Measurable Quantum Geometric Phase from a Rotating Single Spin

We demonstrate that the internal magnetic states of a single nitrogen-vacancy defect, within a rotating diamond crystal, acquire geometric phases. The geometric phase shift is manifest as a relative phase between components of a superposition of magnetic substates. We demonstrate that under reasonable experimental conditions a phase shift of up to four radians could be measured. Such a measurement of the accumulation of a geometric phase, due to macroscopic rotation, would be the first for a single atom-scale quantum system.

Figure 1

(a) Schematic of system: a diamond crystal containing NV centres, on a spinning table, with the microwave control polarized along the axis of rotation and the 532 nm optical pulse used for readout. As the NV centre rotates around the axis the $m=\pm 1$ states can accumulate a geometric phase.
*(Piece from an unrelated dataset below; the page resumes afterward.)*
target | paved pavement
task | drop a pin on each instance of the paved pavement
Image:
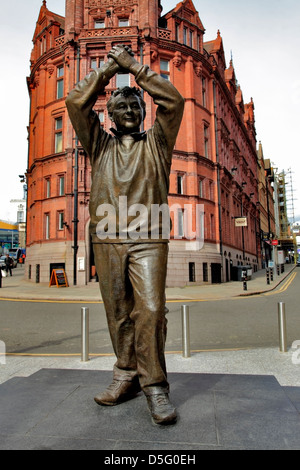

An example of such phase accumulation is schematically shown for the $m=1$ state with the NV axis in the plane of rotation, i.e., $\theta =\pi /2$. (b) Energy level diagram of the NV center. (c) Geometry of the NV center. Defining the magnetic field direction of the microwave pulses as the $z$ direction, $z^{\prime }$ is the instantaneous direction of the NV axis, defined with respect to the lab frame, unprimed coordinate system, by $\theta$ and $\varphi$.

Figure 2

(a) Proposed Ramsey geometry. The crystal is attached to a rotating spindle with the NV ($z^{\prime }$) axis of one of its NV centers at an angle $\theta$ to the spindle ($z$) axis. Rabi pulses are produced by a microwave field linearly polarised with its magnetic field oscillating along the $z$ axis. The magnitude of the geometric phase after a complete rotation of the spindle is given by the solid angle subtended by the $z^{\prime }$ axis. (b) Proposed spin echo geometry. The spindle is at an angle ${\theta }_0$ to the fixed $z$ axis of the microwave field, and the NV axis is perpendicular to the spindle axis. The actual path of the NV ($z^{\prime }$) axis encloses a solid angle of $2\pi$, which is not observable. The $\pi$ pulse in the spin echo geometry, however, rectifies the alternating Berry phase accumulation, producing a total phase of $4{\theta }_0$ after a full spindle rotation, the solid angle enclosed by the effective trajectory shown.